Billy Bratcher, |
In the Lobby
(Cow Island, 2012)
Before you have a chance to think "Leon Redbone," Billy Bratcher brings up the name. As he acknowledges in the liner notes, "Of all recorded artist's [sic] I enjoy, Redbone would influence me the most."
In the Lobby is, no doubt about it, Redbone-esque, which is to say it's mostly old vaudeville and light blues filtered through something of a folk-revival sensibility. The sound consists of acoustic stringed instruments (with Bratcher's guitar up front in the mix), piano and various horns. Ordinarily the bassist for the well-liked honkytonk/rockabilly band Starline Rhythm Boys, he doesn't sing much like Redbone, which is good because that would be pushing the resemblance too far. His is an easy-going, conversational tenor, rather like one you'd hear on just about any old 78 of 1920s pop music.
The 18 cuts are culled from the repertoires of American musical figures from Jelly Roll Morton, Jimmie Rodgers and Irving Berlin to more modern ones like Steve Goodman, Roy Bookbinder and George Gritzbach (whose funny, gritty "The Sweeper & the Debutant" he covers). Mostly, however, it's the old stuff that captures his imagination. That includes, it must be noted, a song or two or three Redbone also recorded. On the other hand, while he's still around, Redbone's profile is pretty low these days. The recordings of his that most of us have in our collections are the ones he cut in the 1970s. In other words, Bratcher isn't exactly competing with Redbone.
All that aside, this is an entertaining, accessible record.
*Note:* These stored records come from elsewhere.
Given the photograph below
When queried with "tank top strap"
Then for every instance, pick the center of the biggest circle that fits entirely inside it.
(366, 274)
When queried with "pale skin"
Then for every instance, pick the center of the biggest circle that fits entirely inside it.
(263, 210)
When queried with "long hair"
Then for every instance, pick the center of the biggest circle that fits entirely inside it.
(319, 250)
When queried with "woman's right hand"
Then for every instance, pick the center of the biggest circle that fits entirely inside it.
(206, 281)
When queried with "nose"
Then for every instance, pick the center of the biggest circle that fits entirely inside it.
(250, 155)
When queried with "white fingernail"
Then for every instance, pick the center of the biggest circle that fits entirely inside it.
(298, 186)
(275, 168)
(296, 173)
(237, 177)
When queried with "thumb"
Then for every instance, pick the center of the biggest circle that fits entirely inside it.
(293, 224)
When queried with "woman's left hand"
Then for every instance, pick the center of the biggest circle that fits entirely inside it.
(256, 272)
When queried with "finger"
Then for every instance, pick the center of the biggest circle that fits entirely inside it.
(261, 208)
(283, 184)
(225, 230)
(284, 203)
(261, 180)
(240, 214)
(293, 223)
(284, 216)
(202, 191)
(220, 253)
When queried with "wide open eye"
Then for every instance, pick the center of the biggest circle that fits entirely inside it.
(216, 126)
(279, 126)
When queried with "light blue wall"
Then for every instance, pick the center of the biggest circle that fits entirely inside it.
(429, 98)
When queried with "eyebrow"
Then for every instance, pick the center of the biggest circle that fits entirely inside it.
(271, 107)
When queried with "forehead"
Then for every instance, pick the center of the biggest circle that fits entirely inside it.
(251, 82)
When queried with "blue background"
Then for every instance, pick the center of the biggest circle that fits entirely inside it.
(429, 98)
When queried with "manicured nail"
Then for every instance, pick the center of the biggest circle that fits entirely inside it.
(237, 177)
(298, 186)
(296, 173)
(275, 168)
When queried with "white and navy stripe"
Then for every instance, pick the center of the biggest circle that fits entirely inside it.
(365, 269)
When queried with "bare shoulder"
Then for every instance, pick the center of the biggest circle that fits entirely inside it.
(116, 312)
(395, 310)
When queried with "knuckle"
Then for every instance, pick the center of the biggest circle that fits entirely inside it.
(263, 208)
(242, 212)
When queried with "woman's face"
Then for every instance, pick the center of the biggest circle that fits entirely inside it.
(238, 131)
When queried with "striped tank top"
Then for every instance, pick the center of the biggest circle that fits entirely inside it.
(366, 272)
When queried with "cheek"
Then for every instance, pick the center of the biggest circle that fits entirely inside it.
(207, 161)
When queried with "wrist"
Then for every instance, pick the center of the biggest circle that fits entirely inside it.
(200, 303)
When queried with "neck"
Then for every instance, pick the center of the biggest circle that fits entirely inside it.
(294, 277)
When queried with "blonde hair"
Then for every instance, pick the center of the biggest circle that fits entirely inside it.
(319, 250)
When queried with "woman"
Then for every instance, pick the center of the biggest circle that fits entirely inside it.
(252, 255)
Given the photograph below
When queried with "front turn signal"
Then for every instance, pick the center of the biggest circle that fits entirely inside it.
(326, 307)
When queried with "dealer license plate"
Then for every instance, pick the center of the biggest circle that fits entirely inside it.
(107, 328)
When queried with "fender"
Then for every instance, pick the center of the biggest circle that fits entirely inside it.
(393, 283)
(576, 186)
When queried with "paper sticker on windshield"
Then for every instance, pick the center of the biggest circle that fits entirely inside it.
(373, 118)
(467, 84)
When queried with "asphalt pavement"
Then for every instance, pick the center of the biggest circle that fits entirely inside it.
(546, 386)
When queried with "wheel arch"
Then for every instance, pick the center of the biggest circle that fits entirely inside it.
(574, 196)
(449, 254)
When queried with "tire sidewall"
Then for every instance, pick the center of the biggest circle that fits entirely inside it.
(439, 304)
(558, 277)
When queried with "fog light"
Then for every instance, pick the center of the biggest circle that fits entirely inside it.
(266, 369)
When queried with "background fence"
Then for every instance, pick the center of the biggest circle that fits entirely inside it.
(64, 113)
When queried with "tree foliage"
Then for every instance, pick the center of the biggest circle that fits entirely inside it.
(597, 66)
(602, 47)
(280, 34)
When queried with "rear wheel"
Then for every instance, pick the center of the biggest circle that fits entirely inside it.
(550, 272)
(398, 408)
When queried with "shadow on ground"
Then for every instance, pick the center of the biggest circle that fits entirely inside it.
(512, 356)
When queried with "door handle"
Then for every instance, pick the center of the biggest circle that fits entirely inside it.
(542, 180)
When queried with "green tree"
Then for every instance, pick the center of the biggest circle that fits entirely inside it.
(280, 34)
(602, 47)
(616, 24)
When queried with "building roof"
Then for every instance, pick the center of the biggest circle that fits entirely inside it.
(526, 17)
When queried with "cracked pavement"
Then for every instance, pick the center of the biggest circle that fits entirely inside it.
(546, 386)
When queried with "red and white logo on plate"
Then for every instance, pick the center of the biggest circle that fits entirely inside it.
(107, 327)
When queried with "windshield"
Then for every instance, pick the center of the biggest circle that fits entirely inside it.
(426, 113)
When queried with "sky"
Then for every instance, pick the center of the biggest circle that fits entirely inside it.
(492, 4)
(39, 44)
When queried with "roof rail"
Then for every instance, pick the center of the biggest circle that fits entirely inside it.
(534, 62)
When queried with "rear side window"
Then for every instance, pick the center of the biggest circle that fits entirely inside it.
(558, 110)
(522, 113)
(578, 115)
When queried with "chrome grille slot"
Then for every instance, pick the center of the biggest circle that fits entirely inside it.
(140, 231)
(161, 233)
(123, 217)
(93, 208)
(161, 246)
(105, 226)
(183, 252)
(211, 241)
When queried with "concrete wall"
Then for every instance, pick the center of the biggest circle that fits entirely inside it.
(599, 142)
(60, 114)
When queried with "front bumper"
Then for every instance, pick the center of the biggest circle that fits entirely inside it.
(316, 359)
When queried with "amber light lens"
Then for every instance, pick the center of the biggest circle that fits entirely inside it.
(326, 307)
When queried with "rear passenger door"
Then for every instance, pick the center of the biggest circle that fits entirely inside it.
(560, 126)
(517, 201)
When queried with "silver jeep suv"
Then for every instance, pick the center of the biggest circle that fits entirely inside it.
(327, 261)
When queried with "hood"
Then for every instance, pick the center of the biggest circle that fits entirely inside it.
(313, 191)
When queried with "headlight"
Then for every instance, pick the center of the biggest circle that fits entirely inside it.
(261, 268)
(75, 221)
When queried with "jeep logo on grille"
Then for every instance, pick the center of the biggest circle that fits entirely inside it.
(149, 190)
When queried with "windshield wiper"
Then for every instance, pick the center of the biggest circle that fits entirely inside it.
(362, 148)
The material comprises some of the most appealing examples of another era of popular song, when Tin Pan Alley and the middle-class mass audience shared the belief that songwriting ought to be left to the professionals. The writers kept the songs lighter than air; even the ones bemoaning romantic failure weren't all that heartbreaking. The melodies were infused, if only breezily, with jazz. Always pleasant in the ear, they were suited equally to listening and dancing. So, in its amiable fashion, is In the Lobby.